Charles Moore's biography of Margaret Thatcher, published after her death on 8 April 2013, immediately supercedes all earlier books written about her. At the moment when she becomes a historical figure, this book also makes her into a three dimensional one for the first time. It gives unparalleled insight into her early life and formation, especially through her extensive correspondence with her sister, which Moore is the first author to draw on. It recreates brilliantly the atmosphere of British politics as she was making her way, and takes her up to what was arguably the zenith of her power, victory in the Falklands. (This volume ends with the Falklands Dinner in Downing Street in November 1982.) Moore is clearly an admirer of his subject, but he does not shy away from criticising her or identifying weaknesses and mistakes where he feels it is justified.

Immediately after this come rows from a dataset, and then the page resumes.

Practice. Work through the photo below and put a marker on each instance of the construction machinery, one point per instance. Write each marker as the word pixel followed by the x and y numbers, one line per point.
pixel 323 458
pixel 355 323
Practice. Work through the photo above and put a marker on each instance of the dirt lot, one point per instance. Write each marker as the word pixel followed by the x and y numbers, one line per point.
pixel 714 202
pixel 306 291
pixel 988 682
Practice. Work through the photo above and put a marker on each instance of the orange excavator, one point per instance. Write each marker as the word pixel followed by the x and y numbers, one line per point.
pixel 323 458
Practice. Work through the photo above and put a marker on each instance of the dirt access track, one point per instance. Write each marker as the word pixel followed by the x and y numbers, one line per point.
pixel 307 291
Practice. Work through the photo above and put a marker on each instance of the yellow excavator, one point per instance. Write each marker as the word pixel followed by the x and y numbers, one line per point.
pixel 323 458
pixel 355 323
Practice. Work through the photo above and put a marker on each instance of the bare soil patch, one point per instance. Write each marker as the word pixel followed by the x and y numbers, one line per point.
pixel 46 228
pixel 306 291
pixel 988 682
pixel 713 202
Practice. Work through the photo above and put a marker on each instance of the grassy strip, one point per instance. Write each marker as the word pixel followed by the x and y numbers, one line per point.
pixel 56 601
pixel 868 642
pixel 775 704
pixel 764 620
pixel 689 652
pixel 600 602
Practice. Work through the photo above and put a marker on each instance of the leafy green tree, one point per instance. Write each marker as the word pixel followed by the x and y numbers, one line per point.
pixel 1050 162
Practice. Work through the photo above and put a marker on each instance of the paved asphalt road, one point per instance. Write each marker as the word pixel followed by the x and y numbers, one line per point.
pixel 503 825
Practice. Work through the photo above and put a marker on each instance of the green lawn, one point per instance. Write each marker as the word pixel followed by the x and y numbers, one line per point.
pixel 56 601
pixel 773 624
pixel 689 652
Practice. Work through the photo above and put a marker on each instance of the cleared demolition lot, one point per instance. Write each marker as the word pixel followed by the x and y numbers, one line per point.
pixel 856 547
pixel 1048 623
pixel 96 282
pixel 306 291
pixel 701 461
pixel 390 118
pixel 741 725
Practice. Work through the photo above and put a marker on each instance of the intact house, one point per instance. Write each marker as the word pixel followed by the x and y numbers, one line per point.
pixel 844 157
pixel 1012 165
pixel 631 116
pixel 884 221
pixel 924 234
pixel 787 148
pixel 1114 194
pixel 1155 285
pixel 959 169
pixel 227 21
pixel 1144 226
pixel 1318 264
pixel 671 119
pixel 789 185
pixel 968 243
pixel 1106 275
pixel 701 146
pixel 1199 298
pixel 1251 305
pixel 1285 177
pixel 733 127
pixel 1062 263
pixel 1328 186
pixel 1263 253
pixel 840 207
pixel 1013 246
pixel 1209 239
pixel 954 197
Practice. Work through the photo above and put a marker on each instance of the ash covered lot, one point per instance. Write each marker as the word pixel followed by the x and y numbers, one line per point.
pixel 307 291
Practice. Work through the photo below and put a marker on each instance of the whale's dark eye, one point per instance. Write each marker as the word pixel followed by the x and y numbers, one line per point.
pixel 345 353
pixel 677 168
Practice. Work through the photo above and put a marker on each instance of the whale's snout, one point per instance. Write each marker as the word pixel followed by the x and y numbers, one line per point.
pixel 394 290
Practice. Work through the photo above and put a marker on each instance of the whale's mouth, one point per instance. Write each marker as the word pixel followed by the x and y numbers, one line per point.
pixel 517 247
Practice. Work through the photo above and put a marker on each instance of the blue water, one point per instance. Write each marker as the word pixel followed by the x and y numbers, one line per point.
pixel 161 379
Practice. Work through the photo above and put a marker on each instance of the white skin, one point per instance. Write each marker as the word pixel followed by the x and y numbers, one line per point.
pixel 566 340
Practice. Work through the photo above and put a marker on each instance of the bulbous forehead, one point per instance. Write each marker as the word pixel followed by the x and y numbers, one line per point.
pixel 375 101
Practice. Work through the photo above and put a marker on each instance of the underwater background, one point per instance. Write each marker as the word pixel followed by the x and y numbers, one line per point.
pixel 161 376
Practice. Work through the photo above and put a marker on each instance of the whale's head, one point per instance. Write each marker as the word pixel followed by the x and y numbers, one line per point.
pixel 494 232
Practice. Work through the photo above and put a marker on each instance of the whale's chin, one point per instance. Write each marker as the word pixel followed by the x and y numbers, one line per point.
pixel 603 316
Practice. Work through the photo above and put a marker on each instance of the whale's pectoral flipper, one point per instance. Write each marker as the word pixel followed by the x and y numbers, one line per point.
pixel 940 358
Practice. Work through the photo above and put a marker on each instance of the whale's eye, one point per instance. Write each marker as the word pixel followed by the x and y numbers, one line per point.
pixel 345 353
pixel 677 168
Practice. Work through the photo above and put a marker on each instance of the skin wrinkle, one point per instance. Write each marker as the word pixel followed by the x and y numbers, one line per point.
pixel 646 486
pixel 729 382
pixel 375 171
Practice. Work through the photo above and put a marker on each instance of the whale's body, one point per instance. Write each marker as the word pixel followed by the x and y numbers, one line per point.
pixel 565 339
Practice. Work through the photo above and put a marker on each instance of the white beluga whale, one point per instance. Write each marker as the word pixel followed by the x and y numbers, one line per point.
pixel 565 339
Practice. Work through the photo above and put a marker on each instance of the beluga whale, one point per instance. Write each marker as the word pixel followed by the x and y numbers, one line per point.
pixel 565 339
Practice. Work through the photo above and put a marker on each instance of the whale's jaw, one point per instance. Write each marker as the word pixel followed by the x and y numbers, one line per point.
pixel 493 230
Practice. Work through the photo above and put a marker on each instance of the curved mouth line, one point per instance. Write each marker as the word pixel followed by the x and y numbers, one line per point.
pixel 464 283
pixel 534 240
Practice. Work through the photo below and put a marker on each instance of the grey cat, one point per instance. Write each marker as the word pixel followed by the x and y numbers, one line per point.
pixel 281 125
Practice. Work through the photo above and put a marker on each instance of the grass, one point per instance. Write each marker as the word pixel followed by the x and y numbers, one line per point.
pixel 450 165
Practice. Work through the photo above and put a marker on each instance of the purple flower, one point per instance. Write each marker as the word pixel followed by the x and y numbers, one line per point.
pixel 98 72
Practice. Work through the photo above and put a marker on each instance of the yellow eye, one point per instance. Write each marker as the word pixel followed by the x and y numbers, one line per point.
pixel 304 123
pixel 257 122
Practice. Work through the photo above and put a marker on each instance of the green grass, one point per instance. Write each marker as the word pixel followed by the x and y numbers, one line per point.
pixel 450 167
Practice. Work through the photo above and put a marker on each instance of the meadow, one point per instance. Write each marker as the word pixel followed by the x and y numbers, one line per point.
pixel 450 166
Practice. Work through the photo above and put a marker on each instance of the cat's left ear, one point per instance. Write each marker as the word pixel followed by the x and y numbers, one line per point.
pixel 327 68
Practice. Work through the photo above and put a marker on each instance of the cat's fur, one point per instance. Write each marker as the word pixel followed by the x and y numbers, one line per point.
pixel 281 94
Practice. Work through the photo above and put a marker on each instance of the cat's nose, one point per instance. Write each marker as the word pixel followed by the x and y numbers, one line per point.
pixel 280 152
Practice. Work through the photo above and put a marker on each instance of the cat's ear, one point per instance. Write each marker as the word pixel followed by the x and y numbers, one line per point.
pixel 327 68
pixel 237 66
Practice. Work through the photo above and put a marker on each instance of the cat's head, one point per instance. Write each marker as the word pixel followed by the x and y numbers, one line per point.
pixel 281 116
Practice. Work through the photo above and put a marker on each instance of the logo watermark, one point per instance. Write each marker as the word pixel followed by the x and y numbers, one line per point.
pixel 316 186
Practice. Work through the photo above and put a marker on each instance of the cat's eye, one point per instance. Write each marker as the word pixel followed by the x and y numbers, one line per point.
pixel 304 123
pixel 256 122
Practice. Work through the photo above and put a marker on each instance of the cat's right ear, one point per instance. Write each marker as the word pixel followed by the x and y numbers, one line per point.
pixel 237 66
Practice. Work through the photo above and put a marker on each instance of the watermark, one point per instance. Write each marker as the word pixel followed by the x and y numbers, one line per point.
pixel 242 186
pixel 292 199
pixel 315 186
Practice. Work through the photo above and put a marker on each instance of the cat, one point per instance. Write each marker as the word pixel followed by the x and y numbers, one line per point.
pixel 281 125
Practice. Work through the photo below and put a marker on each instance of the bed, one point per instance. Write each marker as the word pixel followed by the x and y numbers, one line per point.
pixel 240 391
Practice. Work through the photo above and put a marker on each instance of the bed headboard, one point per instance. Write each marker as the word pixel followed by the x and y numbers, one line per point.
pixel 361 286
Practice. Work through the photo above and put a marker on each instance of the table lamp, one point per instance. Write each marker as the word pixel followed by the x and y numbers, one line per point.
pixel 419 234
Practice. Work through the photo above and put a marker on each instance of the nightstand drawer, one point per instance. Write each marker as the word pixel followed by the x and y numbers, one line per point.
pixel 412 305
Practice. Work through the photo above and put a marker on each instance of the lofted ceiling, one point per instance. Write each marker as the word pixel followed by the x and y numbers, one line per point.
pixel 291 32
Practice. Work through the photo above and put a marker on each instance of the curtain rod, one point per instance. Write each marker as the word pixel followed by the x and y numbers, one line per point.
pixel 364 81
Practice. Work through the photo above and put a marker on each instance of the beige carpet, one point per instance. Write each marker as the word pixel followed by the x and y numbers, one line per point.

Based on unrestricted access to all Lady Thatcher's papers, unpublished interviews with her and all her major colleagues, this is the indispensable, fully rounded portrait of a towering figure of our times.
PUBLISHERS WEEKLY
Journalist Moore (Margaret Thatcher: At Her Zenith) depicts the final decades of British Prime Minister Margaret Thatcher's life, including her third consecutive general election victory in 1987 and the intraparty discord that led to her ouster as Conservative Party leader in 1990, in this impressive conclusion to his multivolume authorized biography. Moore presents Thatcher's last years in power thematically, analyzing the prime minister's beliefs and actions on the AIDS crisis; climate change (according to Moore, Thatcher did "more than any other non-American to encourage the United States towards a global, well-funded approach to climate change"); the democratization of the Soviet Union and the reunification of Germany; the poll tax; and the debate over England's entry into the European Exchange Rate Mechanism, among other issues. Though Moore handily dissects these political matters, his narrative structure occasionally obfuscates their interdependence as well as the wobbly nature of Thatcher's popularity at the time. The chapters depicting her fall from power, however, are expertly wrought. Moore concludes with a portrait of Thatcher's long health decline in her post Downing Street years. Drawing on primary historical documents as well as firsthand interviews with key players in Thatcher's personal and political lives, Moore delivers a frank and weighty testament to the impact of a stateswoman whose "vices were inseparable from her virtues."